Molecular dynamics simulations were carried out on 15β-OH-progesterone in the binding pocket of CYP106A2 applying GROMACS (version 4.4.5)54. The amino acids that were unresolved in the crystal structure (residues 176 to 180) were modeled using the Swiss-PdbViewer. The cytochrome was placed in the center of a cubic box with a minimum distance of 10 Å from the box edge and surrounded by TIP3P waters55. Energy minimization was started from the putative conformation of on 15β-OH-progesterone after hydroxylation. The steepest descent energy minimization was stopped at a gradient norm below 1000 kJ mol−1 nm−2. Equilibration consisted in two different steps: first in a NVT (constant volume, temperature, and number of particles) ensemble for 100 ps maintaining the temperature at 300 K using a modified Berendsen thermostat56, and second by stabilizing the system at 1 bar applying a Parinello-Rahman barostat57 for 100 ps of NPT (constant pressure, temperature, and number of particles) equilibration. All bonds in both steps were constrained by the LINCS algorithm58. Subsequently the production run of 200 ns was performed. Hereby Newton’s equations of motion were integrated by the leapfrog algorithm at time steps of 2 fs. Snapshots of the trajectory were taken at intervals of 1 ps.

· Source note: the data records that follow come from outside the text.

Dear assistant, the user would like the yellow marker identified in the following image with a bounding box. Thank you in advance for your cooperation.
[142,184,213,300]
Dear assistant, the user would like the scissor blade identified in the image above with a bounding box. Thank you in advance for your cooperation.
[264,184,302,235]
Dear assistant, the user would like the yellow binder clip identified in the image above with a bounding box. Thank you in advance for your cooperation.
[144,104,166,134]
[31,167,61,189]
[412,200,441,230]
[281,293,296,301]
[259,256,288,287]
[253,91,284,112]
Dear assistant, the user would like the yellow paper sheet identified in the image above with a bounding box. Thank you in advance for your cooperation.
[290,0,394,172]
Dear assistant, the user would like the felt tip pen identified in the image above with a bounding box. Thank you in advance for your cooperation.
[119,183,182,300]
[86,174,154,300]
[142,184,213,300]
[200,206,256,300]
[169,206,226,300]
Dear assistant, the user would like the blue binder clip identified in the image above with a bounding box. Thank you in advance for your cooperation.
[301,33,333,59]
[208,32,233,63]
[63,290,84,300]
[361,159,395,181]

Stopped-flow measurements (kinetics by rapid mixing)

Stopped-flow measurements were carried out on a SFM 300 stopped-flow spectrophotometer equipped with an FC-15 cuvette and an MPS 60 data-processing unit (Biologic SAS, Claix, France) at 20 °C, as described previously22,59. The system was made anaerobic by repeated flushing with excessively argon-bubbled buffer. The reaction buffer for CYP106A2 consisted of 50 mM HEPES (pH 7.4) and 0.05% Tween-20. Conditions were optimized for the reduction of CYP106A2. All samples were prepared in a glove box in an oxygen-free atmosphere. To follow the whole cascade of reactions within one measurement (i.e., reduction of ferredoxin reductase, ferredoxin, and CYP106A2), syringe A contained 400 µM NADPH, 2 µM ferredoxin reductase (AdR or Arh1), and 20 µM ferredoxin (Adx(4–108) or Etp1(516–618)) and syringe B contained 2 µM CYP106A2 and 200 µM progesterone. The mixture in syringe A was allowed to age for at least 15 min to allow the binding of the different components. The solution in syringe B was CO saturated prior to loading into the driving syringe.

The reaction was monitored via the CO complex formation showing an absorbance maximum at 450 nm and representing the formation of the reduced species. In total 6001 data points were recorded with a split time of 10/50 s. The dead time for the measurements with the SX-17MV was 2.6 ms. For each combination of redox partners three to four replicates traces were averaged. All resulting curves were evaluated using Origin. The reduction of CYP106A2 by ferredoxin species Adx(4–108) or Etp1(516–618) is best described by monoexponential relaxations, which were fitted to the data resulting in the apparent rate constants (kapp).

Data availability

The datasets generated and analyzed during the current study are available from the corresponding author on reasonable request. The following previously published protein structures were used in this study: bovine Adx (PDB entry code 1AYF, chain B); adrenodoxin-like Etp1 (PDB entry code 2WLB, chain B); and CYP106A2 from Bacillus megaterium in substrate-bound form (PDB entry code 5IKI, chain B).